When focusing on land use changes, the researchers noted that most footprinting methods aren’t able to accurately measure how much land space is being used. Cartographers usually need water shape polygons to create accurate maps – this type of data isn’t available in most cases.

In addition, official data from Thailand’s Department of Fisheries only states how many shrimp farms operate in the country – it doesn’t track the number of shrimp ponds or the space they occupy. The available data can’t say how many kilometres of land have been transformed by aquaculture, further complicating the footprinting process.

Thailand tracks the number of shrimp farms in the country - but it doesn't gather data on the number of shrimp ponds farms have, or the land space they occupy

To get a more accurate picture of the land burden of shrimp farming, the researchers used remote sensing alongside land cover maps to identify changes in land cover stemming from shrimp pond construction. This information allowed the researchers to identify potential shrimp ponds across Thailand and monitor visible changes to the land through aerial photography. From there, they were then able to analyse the data to show changes over time, to see if abandoned farm sites had become ecologically active.

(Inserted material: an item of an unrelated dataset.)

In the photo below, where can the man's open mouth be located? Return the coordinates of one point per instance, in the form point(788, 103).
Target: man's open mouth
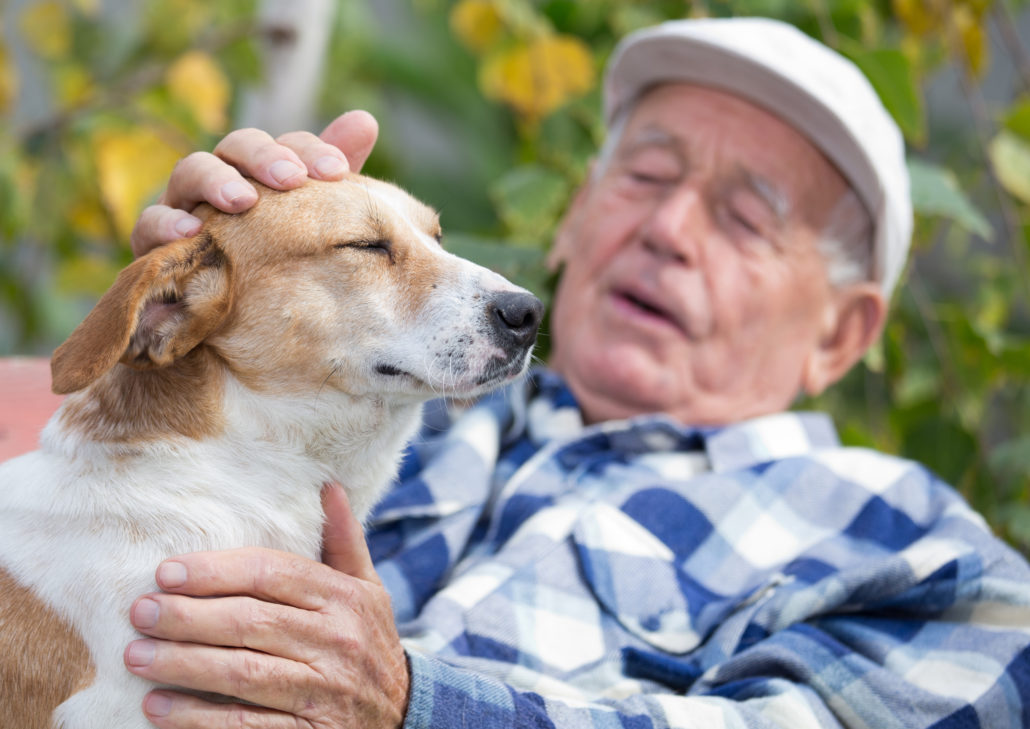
point(647, 306)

Combining remote sensing with official data

The researchers used global surface water explorer (GSWE) and OpenStreetMap to create a virtual picture of water bodies in Thailand and the larger landscape. That software identified 10 different water categories – the researchers then needed to figure out which water categories would contain shrimp farms.

After this initial mapping and categorisation, the research used data on shrimp farms from Thailand’s Department of Fisheries. Since the official data didn’t list the number of ponds on each farm, the researchers still had to determine which water bodies were shrimp ponds. They also had to distinguish between early shrimp farms and paddy fields, while also accounting for co-culture and polyculture shrimp farms, in which both shrimp and rice are produced.

An aerial view of shrimp farms

The researchers estimate that a water area of 1,070 km² has been devoted to shrimp ponds. Their data also suggests that 8 percent of Thailand’s shrimp aquaculture industry takes place in inland waters.

In terms of land change, the researchers estimate that 552.3 km² of Thailand’s shrimp pond area (51.6 percent) was created by transforming primary land. Of this, 56.7 percent was wild forest and 43.3 percent was non-forest. 517.8 km² of the transformed land came from non-primary sources.

The results show that Thailand’s shrimp boom has dramatically changed the natural landscape. Constructing shrimp ponds transformed a significant portion of primary land, including natural mangroves. This loss can offset many of the economic and employment benefits of shrimp aquaculture.

The researchers estimate that 552.3 km² of Thailand’s shrimp pond area (51.6 percent) was created by transforming primary land

© Andy Shinn

The researchers saw that abandoned farms and land changes from previous production activities are visible in aerial photography. Though many of the abandoned sites appear to be recovering from intensive aquaculture, the change in land use suggests that a renewed push for environmental protection measures may be warranted.

Though the researchers note that the overall accuracy of the remote sensing for coastal shrimp farms was 75 percent, they achieved these results without relying on water area polygons. Despite this limitation, the method would give researchers a useful baseline for gauging changes in land use. It could also be an effective method for verifying environmental remediation efforts in the aquaculture industry.